Listening to my graduate student, I became quite worried thinking of how young Filipinos are learning, all too early, to ape adult politicians, and doing this through the Internet. But shortly after my graduate student’s sharing about her school, a group of students in my own college complained about faculty members entering the election fray and posting unkind comments about the candidates.

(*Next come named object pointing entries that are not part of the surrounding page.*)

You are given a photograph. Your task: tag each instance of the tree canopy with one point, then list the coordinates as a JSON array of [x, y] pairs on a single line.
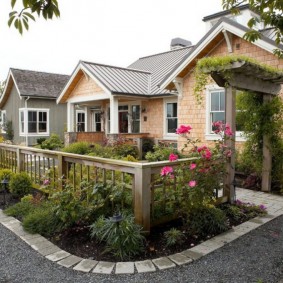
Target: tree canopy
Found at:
[[271, 14], [28, 8]]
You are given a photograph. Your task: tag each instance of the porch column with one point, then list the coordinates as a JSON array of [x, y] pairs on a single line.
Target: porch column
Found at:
[[267, 157], [70, 117], [230, 117], [114, 117]]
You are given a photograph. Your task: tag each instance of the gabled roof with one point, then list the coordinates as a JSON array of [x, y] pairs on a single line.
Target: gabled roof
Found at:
[[141, 78], [38, 84], [120, 80], [159, 65], [33, 84], [210, 39]]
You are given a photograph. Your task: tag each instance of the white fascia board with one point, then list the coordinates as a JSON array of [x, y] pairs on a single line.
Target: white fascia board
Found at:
[[96, 80], [223, 26], [10, 76], [86, 98], [85, 70]]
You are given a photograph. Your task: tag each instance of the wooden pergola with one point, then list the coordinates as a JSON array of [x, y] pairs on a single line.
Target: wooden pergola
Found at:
[[246, 76]]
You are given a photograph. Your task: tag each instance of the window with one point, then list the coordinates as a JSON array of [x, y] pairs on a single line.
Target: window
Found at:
[[171, 115], [2, 121], [217, 107], [80, 121], [34, 121], [136, 118], [216, 112]]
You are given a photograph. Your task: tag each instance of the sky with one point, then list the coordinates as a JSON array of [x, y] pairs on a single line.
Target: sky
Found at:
[[112, 32]]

The young students themselves saw this as an example of Facebook going awry. People forget that an Internet posting can be seen by many people, and that controversial ones go viral, meaning, people spread the word about anything sensational, or people inviting people who invite more people to check out the postings.

Honesty

The last and most important reason for schools and companies to use the Internet to check on applicants is to compare the applicant’s submitted resumé with information gathered from the Internet—to look for exaggerated or fabricated claims about academic training or previous job experience. Or, even worse, for an important information that has been omitted, for example, an involvement in some controversy in a previous job, even a quarrel with officemates that made it into the Internet.

Internet postings are similar to tattoos, maybe even worse. With tattoos, there’s expensive surgery now that can remove, at least partially, the name of the person you thought you’d love for life. It’s different with Internet postings; even if you regret and decide to delete a controversial posting you made—for example, while quarreling  with someone—it may have already been copied and relayed to others. Think about the Internet as a kind of a massive closet that stores many secrets, for many years. The problem is that there’s always a chance people will stumble on these skeletons in the closet.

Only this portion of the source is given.